IMMU-15. CD74/MIF SIGNALING AXIS DISRUPTION IN BONE MARROW-DERIVED MYELOID CELLS DELAYS MALIGNANT PROGRESSION IN A PRECLINICAL MODEL OF GLIOMA

CD74, a chaperone associated with the major histocompatibility complex class II (MHC-II), plays a crucial role in assembling and transporting MHC-II molecules on the cellular surface. Beyond its physiological function in antigen presentation, CD74 is a negative regulator of inflammation, and its dysregulation is associated with inflammatory disorders and cancer. Notably, tumor stem cells release macrophage migration inhibitory factor (MIF) to trigger CD74 immunosuppressive signaling in tumor-infiltrating immune cells, thereby abrogating CD8+ T cell activation and promoting angiogenesis. While CD74 expression is known in dendritic cells, macrophages and B cells, our recent findings reveal its upregulation in immunosuppressive macrophages within the low-grade glioma (LGG) tumor microenvironment, and its negative correlation with the survival of adolescent and young adult patients with LGG. HYPOTHESIS. We hypothesize that inhibiting CD74/MIF in immunosuppressive myeloid cells may affect tumor progression and prevent malignant transformation (MT) to high-grade glioma (HGG).

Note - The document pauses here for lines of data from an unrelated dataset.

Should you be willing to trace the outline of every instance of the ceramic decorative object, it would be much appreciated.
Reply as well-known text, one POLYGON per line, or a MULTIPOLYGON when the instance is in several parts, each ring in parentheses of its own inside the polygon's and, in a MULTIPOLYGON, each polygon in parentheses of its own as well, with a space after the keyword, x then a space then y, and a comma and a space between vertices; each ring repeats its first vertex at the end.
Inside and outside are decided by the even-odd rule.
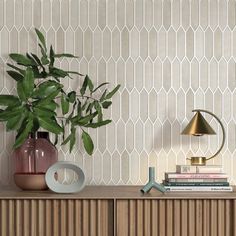
POLYGON ((56 147, 49 140, 48 132, 30 134, 23 145, 15 149, 14 180, 24 190, 48 189, 45 182, 47 169, 58 161, 56 147))
POLYGON ((165 187, 163 187, 161 184, 158 184, 155 180, 155 167, 149 167, 149 181, 141 189, 141 192, 148 193, 152 188, 155 188, 162 193, 166 191, 165 187))
POLYGON ((46 172, 45 180, 49 189, 56 193, 76 193, 85 186, 85 175, 82 169, 73 162, 59 161, 53 164, 46 172), (56 173, 59 169, 70 169, 78 175, 78 181, 71 184, 61 184, 56 179, 56 173))

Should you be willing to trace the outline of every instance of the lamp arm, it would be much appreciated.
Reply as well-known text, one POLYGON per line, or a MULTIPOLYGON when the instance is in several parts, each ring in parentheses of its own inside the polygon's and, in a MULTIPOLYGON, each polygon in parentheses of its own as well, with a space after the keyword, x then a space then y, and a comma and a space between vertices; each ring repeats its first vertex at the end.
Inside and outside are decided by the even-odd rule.
POLYGON ((224 144, 225 144, 225 128, 224 128, 222 122, 220 121, 220 119, 219 119, 215 114, 213 114, 212 112, 207 111, 207 110, 201 110, 201 109, 195 109, 195 110, 193 110, 193 112, 197 112, 197 111, 205 112, 205 113, 208 113, 208 114, 210 114, 211 116, 213 116, 213 117, 219 122, 219 124, 220 124, 220 126, 221 126, 221 129, 222 129, 223 138, 222 138, 221 146, 220 146, 220 148, 218 149, 218 151, 217 151, 213 156, 211 156, 211 157, 209 157, 209 158, 206 159, 206 160, 210 160, 210 159, 214 158, 215 156, 217 156, 217 155, 220 153, 220 151, 222 150, 222 148, 224 147, 224 144))

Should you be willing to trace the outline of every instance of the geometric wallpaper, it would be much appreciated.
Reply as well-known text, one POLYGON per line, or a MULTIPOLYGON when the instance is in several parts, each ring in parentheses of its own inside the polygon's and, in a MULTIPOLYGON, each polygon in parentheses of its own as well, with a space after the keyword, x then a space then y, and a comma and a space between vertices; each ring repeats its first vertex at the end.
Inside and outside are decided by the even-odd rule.
MULTIPOLYGON (((37 52, 37 27, 56 52, 79 57, 60 61, 63 68, 88 73, 95 84, 121 84, 106 114, 113 122, 89 130, 92 157, 80 141, 71 154, 58 146, 60 160, 78 163, 87 184, 144 184, 149 166, 161 181, 186 157, 214 154, 222 133, 209 115, 217 135, 180 135, 194 108, 223 122, 226 144, 208 164, 223 165, 236 184, 235 26, 233 0, 0 0, 0 92, 15 91, 8 54, 37 52)), ((68 91, 79 85, 79 78, 65 84, 68 91)), ((8 185, 14 134, 0 124, 0 137, 0 184, 8 185)))

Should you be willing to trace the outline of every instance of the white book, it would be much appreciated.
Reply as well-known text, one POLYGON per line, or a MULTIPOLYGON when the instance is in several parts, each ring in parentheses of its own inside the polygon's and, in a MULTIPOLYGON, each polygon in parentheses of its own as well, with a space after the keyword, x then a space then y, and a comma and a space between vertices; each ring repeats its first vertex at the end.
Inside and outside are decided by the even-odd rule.
POLYGON ((232 186, 165 186, 167 191, 170 192, 232 192, 232 186))
POLYGON ((176 165, 177 173, 223 173, 221 165, 191 166, 176 165))

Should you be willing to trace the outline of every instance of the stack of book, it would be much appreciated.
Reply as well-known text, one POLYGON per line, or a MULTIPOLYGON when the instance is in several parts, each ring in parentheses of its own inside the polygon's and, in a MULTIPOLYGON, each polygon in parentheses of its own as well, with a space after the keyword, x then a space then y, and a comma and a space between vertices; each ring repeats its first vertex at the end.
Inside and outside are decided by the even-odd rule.
POLYGON ((167 191, 233 191, 222 166, 177 165, 176 172, 165 173, 167 191))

To test our hypothesis, we isolated bone marrow cells from immunocompetent RCAS n/tv-a LGG bearing animals, differentiated them into bone marrow-derived myeloid cells (BMDMs), silenced CD74 expression, and co-cultured them with primary CD8+T cells. Moreover, we inhibited CD74/MIF signaling in vivo. RESULTS. Deconvolution analysis of tumor-infiltrating immune cells revealed upregulation of CD74 and its network in myeloid cells during LGG compared to HGG. Silencing CD74 in LGG BMDMs in vitro resulted in the downregulation of genes associated with migration, proliferation, and immunosuppression. The co-culture of LGG CD74KD-BMDMs with CD8+ T cells increased the expression of T cell activation genes. In vivo treatment of LGG mice with MIF inhibitors significantly decreased myeloid cell infiltration in the tumor microenvironment (TME) and prolonged survival.

These preclinical studies highlight a role for the CD74/MIF signaling axis in glioma and present a novel immunotherapeutic target to modulate the activity of immunosuppressive myeloid cells in order to delay MT.